UN rights chief slams Syria ‘paralysis’ as death toll tops 191,000
More than 191,000 people have died in Syria, United Nations rights chief Navi Pillay said on Friday, hitting out at “international paralysis” on the nearly three-and-a-half year conflict.
Pillay said the death toll of 191,369, recorded between March 2011 when the war broke out and April this year, was nearly double that given a year ago, and was likely an underestimate.
The South African wraps up her six-year stint as UN rights chief at the end of this month, and has criticised world leaders for their lethargy on a wide range of conflicts.
After on Thursday lashing out at the UN Security Council for what she called a lack of resolve in ending crises, Pillay said in a statement the dwindling global interest in Syria was “scandalous”.
“I deeply regret that, given the onset of so many other armed conflicts in this period of global destabilisation, the fighting in Syria and its dreadful impact on millions of civilians has dropped off the international radar,” said Pillay.
She said “the killers, destroyers and torturers in Syria have been empowered and emboldened by the international paralysis.”
The Syrian conflict erupted in March 2011 when security forces cracked down on protesters, sparking an uprising against President Bashar al-Assad’s regime.
Pillay said there had been “serious allegations that war crimes and crimes against humanity have been committed time and time again with total impunity” but that the deadlocked UN Security Council had failed to refer the case of Syria to the International Criminal Court “where it clearly belongs.”

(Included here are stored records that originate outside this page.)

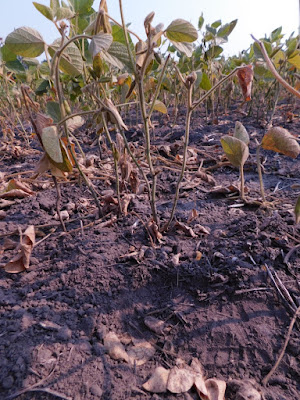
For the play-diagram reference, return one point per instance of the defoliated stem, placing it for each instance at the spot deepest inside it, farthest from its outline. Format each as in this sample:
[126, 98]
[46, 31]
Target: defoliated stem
[261, 182]
[184, 161]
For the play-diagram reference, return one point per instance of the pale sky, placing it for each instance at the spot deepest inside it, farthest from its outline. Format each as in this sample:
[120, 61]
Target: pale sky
[257, 17]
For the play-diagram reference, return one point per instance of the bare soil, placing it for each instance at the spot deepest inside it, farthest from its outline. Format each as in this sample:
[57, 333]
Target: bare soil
[221, 309]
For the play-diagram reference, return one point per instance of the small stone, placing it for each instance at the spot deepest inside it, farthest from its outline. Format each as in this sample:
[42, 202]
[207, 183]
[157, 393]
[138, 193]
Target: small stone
[64, 333]
[96, 390]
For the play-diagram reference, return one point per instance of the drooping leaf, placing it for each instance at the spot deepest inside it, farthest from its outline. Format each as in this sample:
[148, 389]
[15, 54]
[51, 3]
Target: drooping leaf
[180, 30]
[25, 42]
[71, 61]
[240, 132]
[226, 29]
[46, 11]
[64, 13]
[236, 151]
[282, 141]
[100, 42]
[51, 143]
[159, 106]
[183, 47]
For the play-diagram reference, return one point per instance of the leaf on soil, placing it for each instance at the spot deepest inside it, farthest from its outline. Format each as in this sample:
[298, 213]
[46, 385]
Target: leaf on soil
[215, 390]
[240, 132]
[245, 76]
[158, 381]
[282, 141]
[16, 189]
[153, 230]
[235, 149]
[206, 177]
[186, 229]
[140, 353]
[180, 380]
[297, 211]
[156, 325]
[21, 260]
[114, 347]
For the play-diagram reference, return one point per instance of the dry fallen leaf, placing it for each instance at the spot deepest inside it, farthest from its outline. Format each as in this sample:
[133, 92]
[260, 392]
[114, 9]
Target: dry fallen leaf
[154, 324]
[215, 390]
[140, 353]
[114, 347]
[180, 380]
[21, 260]
[158, 381]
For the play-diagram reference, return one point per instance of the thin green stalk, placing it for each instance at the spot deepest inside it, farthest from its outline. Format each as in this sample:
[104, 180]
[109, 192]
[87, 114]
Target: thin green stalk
[113, 149]
[261, 182]
[184, 161]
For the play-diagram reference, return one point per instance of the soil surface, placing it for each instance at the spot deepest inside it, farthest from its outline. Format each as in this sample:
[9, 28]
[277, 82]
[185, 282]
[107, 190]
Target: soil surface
[212, 289]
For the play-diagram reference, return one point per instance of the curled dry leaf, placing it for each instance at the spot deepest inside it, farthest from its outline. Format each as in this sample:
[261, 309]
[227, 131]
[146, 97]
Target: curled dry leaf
[180, 380]
[158, 381]
[114, 347]
[282, 141]
[186, 229]
[215, 390]
[154, 324]
[16, 189]
[140, 353]
[245, 76]
[21, 260]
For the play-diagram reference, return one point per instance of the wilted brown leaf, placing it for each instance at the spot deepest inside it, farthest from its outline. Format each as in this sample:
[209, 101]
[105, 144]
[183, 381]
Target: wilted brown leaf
[21, 260]
[158, 381]
[282, 141]
[114, 347]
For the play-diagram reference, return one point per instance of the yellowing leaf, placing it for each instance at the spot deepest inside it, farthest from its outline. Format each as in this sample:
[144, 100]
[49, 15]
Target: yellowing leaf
[180, 30]
[159, 106]
[236, 151]
[282, 141]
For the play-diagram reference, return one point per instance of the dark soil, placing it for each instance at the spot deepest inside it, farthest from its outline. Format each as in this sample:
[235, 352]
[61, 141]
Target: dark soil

The UN last gave a death toll on the conflict in July last year when Secretary General Ban Ki-moon put the number killed at more than 100,000.
In its new tally, a UN team crosschecked 318,910 killings reported to five different sources, including the Syrian government and London-based monitoring group the Syrian Observatory for Human Rights.
After excluding double-counting, 191,369 remained, the statement said, adding that the tally included previously unrecorded killings from the two first years of the conflict.
But the number was likely a significant underestimate, the statistical analysts who produced the report acknowledged, pointing out that nearly 52,000 deaths had not figured among those studied since they lacked either a name, date or location of the killing.
In addition, “a significant number of killings may not have been reported at all by any of the five sources,” they pointed out.
The report showed that more than 85 per cent of those killed were male, but it did not differentiate between combatants and civilians.
Nearly 9,000 children, including more than 2,000 under the age of 10, were among the dead, it said.
Again this figure was likely lower than reality as victims’ ages had not been recorded in 83.8 per cent of cases.
Most died in and around Damascus, where nearly 40,000 deaths were documented, followed by Aleppo, with nearly 32,000 and Homs with more than 28,000, the report showed.
Pillay stressed the “enormity of the suffering” that the numbers represent.
“It is scandalous that the predicament of the injured, displaced, the detained, and the relatives of all those who have been killed or are missing is no longer attracting much attention,” she said.
The UN rights chief urged governments around the world to “take serious measures to halt the fighting and deter the crimes.”
Above all, she said, states should “stop fuelling this monumental, and wholly avoidable human catastrophe through the provision of arms and other military supplies.”